La vida privada nunca será privada

MATÍAS CASTRO

El caso de la muerte sorpresiva del hijo de Juana Viale esta semana sacó a la luz un tema que corre por detrás y que esporádicamente resurge: la imposibilidad de mantener la vida privada de alguien público en condiciones privadas. Todo lo que está ocurriendo alrededor del caso apunta a esto.

Cuando el jueves Mirtha Legrand dejó el Sanatorio de la Trinidad, tras haber visitado a Viale, los periodistas y fotógrafos que estaban apostados en el lugar se enfrentaron a los guardias de seguridad. Según algunos medios de prensa, evidentemente solidarizados con sus colegas, el personal de seguridad agredió "salvajemente" y "ferozmente" a los periodistas.
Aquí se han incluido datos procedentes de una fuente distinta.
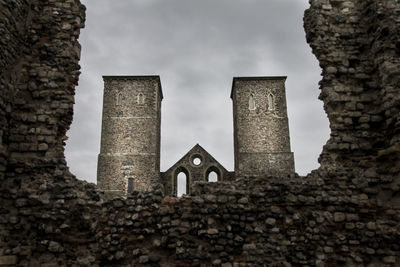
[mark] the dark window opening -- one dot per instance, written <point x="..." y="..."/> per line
<point x="130" y="185"/>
El lío se originó en el momento en que Legrand salía. Los fotógrafos y periodistas intentaron conseguir imágenes y alguna declaración de ella en el momento más lógico posible, es decir, uno triste. En general estas situaciones suelen ser tan caóticas como irracionales, con los periodistas avalanzándose y arrojando los micrófonos sobre la persona en una competencia donde pierde el que tiene un poco de sensibilidad o sentido común. Quienes trabajan en esas circunstancias podrán protestar y quejarse por ser estigmatizados, pero la situación se resume, invariablemente, en este esquema: una gran cantidad de periodistas se arrojan sobre una persona que vive un drama terrible, apuntándole con los micrófonos y gritándole preguntas todos al mismo tiempo. Digamos que no es algo muy simpático para el entrevistado ni para quienes lo cuidan.

Lo que sucedió con Mirtha Legrand no duró más que algunos segundos o minutos. Pero es representativo de que para alguien famoso como Viale, que llegó a decir "Desde los 4 años tengo registro de ver una máquina sacándome fotos", conseguir algo de respeto hacia su intimidad es imposible. Y menos cuando se destapa un affaire como el que se le descubrió hace algunas semanas. Desde ese momento los medios han estado como pirañas ante un trozo de carne cruda.